Can we change an addictive relationship into a true one?
Yes. Being present and intensifying your presence by taking your
attention ever more deeply into the Now: Whether you are living
alone or with a partner, this remains the key. For love to flourish, the
light of your presence needs to be strong enough so that you no
longer get taken over by the thinker or the pain-body and mistake
them for who you are. To know yourself as the Being underneath the
thinker, the stillness underneath the mental noise, the love and joy
underneath the pain, is freedom, salvation, enlightenment. To
disidentify from the pain-body is to bring presence into the pain and
thus transmute it. To disidentify from thinking is to be the silent
watcher of your thoughts and behavior, especially the repetitive
patterns of your mind and the roles played by the ego.
If you stop investing it with “selfness,” the mind loses its compulsive
quality, which basically is the compulsion to judge, and so to resist
what is, which creates conflict, drama, and new pain. In fact, the
moment that judgment stops through acceptance of what is, you are
free of the mind. You have made room for love, for joy, for peace.
First you stop judging yourself; then you stop judging your partner.
The greatest catalyst for change in a relationship is complete
acceptance of your partner as he or she is, without needing to judge
or change them in any way. That immediately takes you beyond ego.
All mind games and all addictive clinging are then over. There are no
victims and no perpetrators anymore, no accuser and accused. This is
also the end of all codependency, of being drawn into somebody
else’s unconscious pattern and thereby enabling it to continue. You
will then either separate — in love — or move ever more deeply into
the Now together — into Being. Can it be that simple? Yes, it is that
simple.
Love is a state of Being. Your love is not outside; it is deep within
you. You can never lose it, and it cannot leave you. It is not
dependent on some other body, some external form. In the stillness
of your presence, you can feel your own formless and timeless reality
as the unmanifested life that animates your physical form. You can
then feel the same life deep within every other human and every
other creature. You look beyond the veil of form and separation. This
is the realization of oneness. This is love.
What is God? The eternal One Life underneath all the forms of life.
What is love?
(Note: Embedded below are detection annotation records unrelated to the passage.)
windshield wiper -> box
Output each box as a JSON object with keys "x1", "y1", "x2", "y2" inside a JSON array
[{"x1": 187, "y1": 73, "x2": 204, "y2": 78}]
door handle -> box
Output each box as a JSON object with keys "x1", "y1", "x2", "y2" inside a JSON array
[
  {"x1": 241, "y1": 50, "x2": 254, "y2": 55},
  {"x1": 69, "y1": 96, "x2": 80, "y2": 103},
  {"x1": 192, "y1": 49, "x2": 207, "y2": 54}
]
To feel the presence of that One Life deep within
yourself and within all creatures. To be it. Therefore, all love is the
love of God.
Love is not selective, just as the light of the sun is not selective. It
does not make one person special. It is not exclusive. Exclusivity is
not the love of God but the “love” of ego. However, the intensity with
which true love is felt can vary. There may be one person who reflects
your love back to you more clearly and more intensely than others,
and if that person feels the same toward you, it can be said that you
are in a love relationship with him or her. The bond that connects you
with that person is the same bond that connects you with the person
sitting next to you on a bus, or with a bird, a tree, a flower. Only the
degree of intensity with which it is felt differs.
Even in an otherwise addictive relationship, there may be moments
when something more real shines through, something beyond your
mutual addictive needs. These are moments when both your and your
partner’s mind briefly subside and the pain-body is temporarily in a
dormant state. This may sometimes happen during physical intimacy,
or when you are both witnessing the miracle of childbirth, or in the
presence of death, or when one of you is seriously ill — anything that
renders the mind powerless. When this happens, your Being, which is
usually buried underneath the mind, becomes revealed, and it is this
that makes true communication possible.
True communication is communion — the realization of oneness,
which is love. Usually, this is quickly lost again, unless you are able to
stay present enough to keep out the mind and its old patterns. As
soon as the mind and mind identification return, you are no longer
yourself but a mental image of yourself, and you start playing games
and roles again to get your ego needs met. You are a human mind
again, pretending to be a human being, interacting with another
mind, playing a drama called “love.”
Although brief glimpses are possible, love cannot flourish unless you
are permanently free of mind identification and your presence is
intense enough to have dissolved the pain-body — or you can at least
remain present as the watcher. The pain-body cannot then take you
over and so become destructive of love.